Background / motivation

Backport of fix(training): run K8s trainer from data-mover-synced code #4319 onto the r0.5.0 release line, to validate the K8s data-mover code-sync path for v0.5.0 (mbridge-v0.5.0-debug1).
On Kubeflow the trainer ran the image's /opt/Megatron-Bridge, never the --mbridge-ref checkout synced onto the workdir PVC; the entrypoint was hardcoded to the image path and the run.Script PYTHONPATH does not reach the trainer container.

What changed

Cherry-pick of the launcher fix (scripts/performance/setup_experiment.py, utils/executors.py): when kubeflow_workdir_local_path is set, point the entrypoint at /nemo_run/scripts/performance/run_recipe.py and front-load /nemo_run/src on PYTHONPATH via custom_env_vars. Without it, behavior is unchanged (image code).

Details

Pairs with nemo-ci !2522 (stages src/+scripts/, sets KUBEFLOW_WORKDIR_LOCAL_PATH).
Mainline PR: fix(training): run K8s trainer from data-mover-synced code #4319.
Cherry-pick applied cleanly onto origin/r0.5.0 (-x recorded).

Tested

Validation run launched on nemo-ci branch ko3n1g-ci-mbridge-k8s-code-sync with --test-image nvcr.io/nvidia/nemo:26.04, --mbridge-ref ko3n1g/fix/k8s-code-sync-r0.5.0, --mcore-ref core_r0.18.0, test-case moonlight_16b_64gpu_gb200_release.

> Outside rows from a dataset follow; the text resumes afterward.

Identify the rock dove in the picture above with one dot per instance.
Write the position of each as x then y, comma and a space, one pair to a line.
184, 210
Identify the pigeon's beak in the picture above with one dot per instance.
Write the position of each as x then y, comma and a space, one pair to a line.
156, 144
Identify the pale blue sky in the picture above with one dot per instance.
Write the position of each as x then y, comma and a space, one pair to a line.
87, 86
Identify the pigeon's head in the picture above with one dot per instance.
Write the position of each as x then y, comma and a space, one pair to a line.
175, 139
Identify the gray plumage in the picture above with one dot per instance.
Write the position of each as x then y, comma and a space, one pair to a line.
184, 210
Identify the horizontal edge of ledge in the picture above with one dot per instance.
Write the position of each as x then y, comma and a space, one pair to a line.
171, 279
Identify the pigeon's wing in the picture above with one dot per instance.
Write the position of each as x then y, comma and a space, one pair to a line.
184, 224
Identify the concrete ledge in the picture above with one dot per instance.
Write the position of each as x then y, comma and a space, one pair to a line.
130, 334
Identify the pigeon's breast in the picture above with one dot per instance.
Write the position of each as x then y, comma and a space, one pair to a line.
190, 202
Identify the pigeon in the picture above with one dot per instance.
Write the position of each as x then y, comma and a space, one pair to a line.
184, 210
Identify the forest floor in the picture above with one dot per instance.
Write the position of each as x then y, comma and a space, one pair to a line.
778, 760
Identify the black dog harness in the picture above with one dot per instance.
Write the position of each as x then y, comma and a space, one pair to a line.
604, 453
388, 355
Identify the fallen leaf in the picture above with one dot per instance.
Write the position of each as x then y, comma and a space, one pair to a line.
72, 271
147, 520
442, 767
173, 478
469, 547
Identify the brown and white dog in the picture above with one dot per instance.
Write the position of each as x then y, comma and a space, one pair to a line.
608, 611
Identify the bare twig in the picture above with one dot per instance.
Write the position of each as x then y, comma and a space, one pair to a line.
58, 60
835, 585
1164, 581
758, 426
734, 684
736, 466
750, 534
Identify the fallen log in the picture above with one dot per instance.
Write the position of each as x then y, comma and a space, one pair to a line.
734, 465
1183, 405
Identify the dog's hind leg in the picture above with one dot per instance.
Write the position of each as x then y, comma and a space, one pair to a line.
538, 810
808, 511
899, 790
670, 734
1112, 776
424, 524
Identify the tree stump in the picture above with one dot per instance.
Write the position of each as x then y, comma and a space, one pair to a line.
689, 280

On Kubeflow the trainer entrypoint was hardcoded to the image's /opt/Megatron-Bridge, so a --mbridge-ref checkout copied onto the workdir PVC by nemo-run's data-mover pod was never executed: the launch.sh symlink (/nemo_run -> code_dir) was built but the torchrun command still pointed at the image. When kubeflow_workdir_local_path is set, point the entrypoint at /nemo_run/scripts/performance/run_recipe.py and front-load /nemo_run/src on PYTHONPATH (via custom_env_vars, since the run.Script env is not propagated to the trainer container) so megatron.bridge resolves to the synced source while megatron.core et al. still come from the image. Without it, behavior is unchanged (image code). Also correct the executors.py comment: KubeflowExecutor.package() ignores the packager and never overlays /opt/Megatron-Bridge. Signed-off-by: oliver könig <okoenig@nvidia.com> (cherry picked from commit 028da1d)

copy-pr-bot · 2026-06-12T07:14:18Z

Auto-sync is disabled for draft pull requests in this repository. Workflows must be run manually.

Contributors can view more details about this message here.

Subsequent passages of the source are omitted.